During my career, I dedicated myself to the study of genetics, molecular biology and physiology of yeast, with particular interest on the defects of mitochondrial metabolism due to mutations in genes which are the cause of mitochondrial diseases in humans.
During my PhD course and my post-doc fellowship, both held at the University of Parma (Italy) under the supervision of Tiziana Lodi and Ileana Ferrero, I studied, with the help of molecular approaches, several aspects linked to replication of mitochondrial DNA (mtDNA) in yeast. My main interest concerned the creation of a yeast model system for the analysis of pathological mutations in the POLG gene, encoding the catalytic subunit of the mitochondrial DNA polymerase, whose mutations are associated to a wide range of mitochondrial disorders. Yeast was chosen because mtDNA replication apparatus is conserved between yeast and man and yeast can be easily manipulated thanks to the well-known techniques of molecular genetics and genetic engineering used in this organism.
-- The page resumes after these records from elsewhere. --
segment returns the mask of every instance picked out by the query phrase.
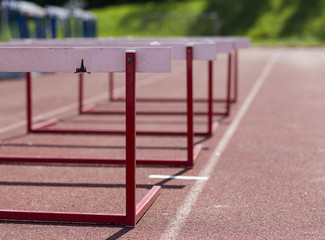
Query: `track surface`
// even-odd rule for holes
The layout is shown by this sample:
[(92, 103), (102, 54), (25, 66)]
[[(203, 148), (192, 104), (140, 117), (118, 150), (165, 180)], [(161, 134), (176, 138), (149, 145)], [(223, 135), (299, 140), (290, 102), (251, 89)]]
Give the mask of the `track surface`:
[[(162, 186), (157, 201), (135, 228), (112, 225), (0, 222), (0, 239), (324, 239), (325, 237), (325, 49), (251, 48), (240, 53), (240, 96), (231, 117), (203, 144), (193, 169), (138, 167), (137, 198)], [(215, 68), (215, 95), (224, 95), (226, 58)], [(205, 63), (195, 65), (195, 96), (206, 93)], [(184, 65), (173, 74), (140, 75), (138, 96), (185, 96)], [(87, 76), (88, 77), (88, 76)], [(106, 75), (92, 74), (86, 98), (107, 107)], [(166, 80), (169, 77), (170, 80)], [(117, 78), (123, 78), (122, 75)], [(70, 81), (67, 81), (70, 79)], [(96, 79), (96, 84), (95, 80)], [(76, 76), (34, 80), (35, 120), (60, 115), (58, 126), (123, 128), (123, 117), (76, 114)], [(117, 81), (122, 91), (123, 81)], [(24, 81), (0, 82), (0, 153), (118, 156), (121, 136), (26, 135)], [(117, 103), (111, 108), (122, 108)], [(197, 109), (206, 106), (196, 105)], [(184, 109), (182, 104), (138, 109)], [(218, 105), (216, 108), (223, 109)], [(142, 129), (184, 129), (184, 117), (138, 116)], [(196, 117), (195, 128), (206, 119)], [(139, 157), (185, 157), (184, 137), (138, 137)], [(157, 179), (150, 175), (208, 177)], [(4, 209), (121, 213), (122, 166), (2, 164)]]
This yeast model allowed me to study four main aspects linked to mutations in the yeast gene encoding for Polg, called MIP1:
1. validation of potentially pathological human mutations, i.e. evaluation, through study of the equivalent mutations in MIP1, of the effects of these mutations related to OXPHOS function and to extended and point mutability of mitochondrial DNA;
2. chemical rescue of the phenotype induced by MIP1 mutations, i.e. identification of molecules, in particular antioxidants, capable to reduce the effects on mitochondrial DNA instability induced by mutations;
3. genetic rescue of the pathological phenotype by means of overexpression of RNR1 gene, encoding the ribonucleotide reductase subunit R1;
4. understanding the molecular mechanisms underlying the pathology. This goal has been reached during the one-year stage at the FYSA Department in Louvain-la-Neuve (Belgium), under the supervision of Francoise Foury. There I studied the interactions between pathological MIP1 mutations located in cis or in trans and the molecular mechanisms of MIP1 mutations by means of measurement of mitochondrial protein levels and of in vitro polymerase activity of mutant variants of Mip1p.
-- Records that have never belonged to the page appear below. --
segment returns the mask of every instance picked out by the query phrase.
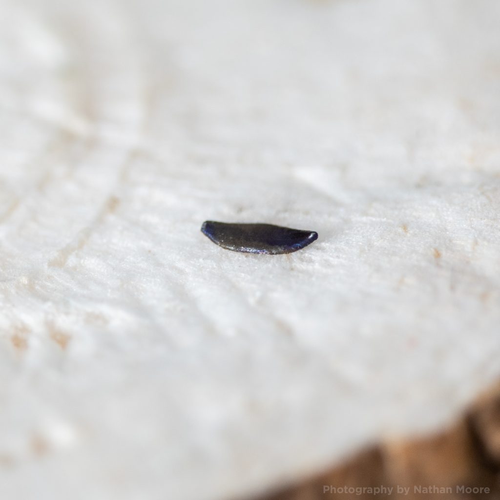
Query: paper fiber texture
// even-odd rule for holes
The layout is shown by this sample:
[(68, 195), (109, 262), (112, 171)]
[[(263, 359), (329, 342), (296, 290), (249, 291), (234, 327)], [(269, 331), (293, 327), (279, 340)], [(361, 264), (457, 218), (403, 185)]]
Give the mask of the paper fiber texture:
[(496, 0), (1, 10), (2, 498), (244, 497), (498, 378)]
In the last years, thanks to national and international collaborations, I studied mutations affecting genes involved in the modification/maturation of mitochondrial tRNAs, such as MTO1, encoding the mitochondrial tRNA uridine 5-carboxymethylaminomethylase, human ELAC2/yeast TRZ1, encoding the mitochondrial RNase Z, hTRIT1/yMOD5, encoding the A37 tRNA adenylate isopentenyltransferase, in the aminoacylation of mitochondrial tRNAs, such as hAARS2/yALA1 and hVARS2/yVAS1, encoding the mitochondrial alanyl-tRNA synthetase and valyl-tRNA synthetase, respectively, and hDNM1L,yDNM1, encoding a dynamin like protein involved in mitocjodnrial fission.
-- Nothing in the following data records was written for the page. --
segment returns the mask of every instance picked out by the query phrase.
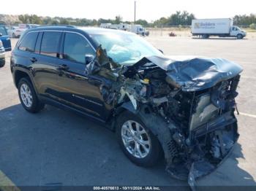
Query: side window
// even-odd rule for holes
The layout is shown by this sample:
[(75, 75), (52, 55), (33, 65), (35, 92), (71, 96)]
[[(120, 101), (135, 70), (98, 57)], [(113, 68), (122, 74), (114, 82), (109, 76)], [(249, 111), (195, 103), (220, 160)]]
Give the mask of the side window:
[(0, 33), (2, 35), (7, 35), (7, 30), (4, 26), (0, 26)]
[(40, 54), (57, 57), (61, 32), (44, 32)]
[(34, 52), (37, 35), (37, 32), (29, 33), (21, 41), (18, 49), (23, 51)]
[(63, 47), (63, 58), (85, 63), (86, 54), (95, 55), (87, 40), (82, 36), (73, 33), (66, 33)]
In 2013 Tiziana Lodi and me, toghether with our collaborators Agnes Delahodde, Laras Pitayu and Agnes Rotig from University of Paris-Sud (France), discovered, by the meaning of a high-throughput screening of FDA-approved drugs on yeast mip1 mutants, a molecule able to reduced the frequency of deletions in mtDNA for which a France patent has been filed and an EU patent is pending.
Since 2013, I’m working, as unit leader, on the study of pathological mutations in OPA1 in a proper yeast model constructed in our lab where human OPA1, unable by itself to complement the deletion in the yeast orthologous gene MGM1, was fused with a region of MGM1, leading to the construction of a functional chimera.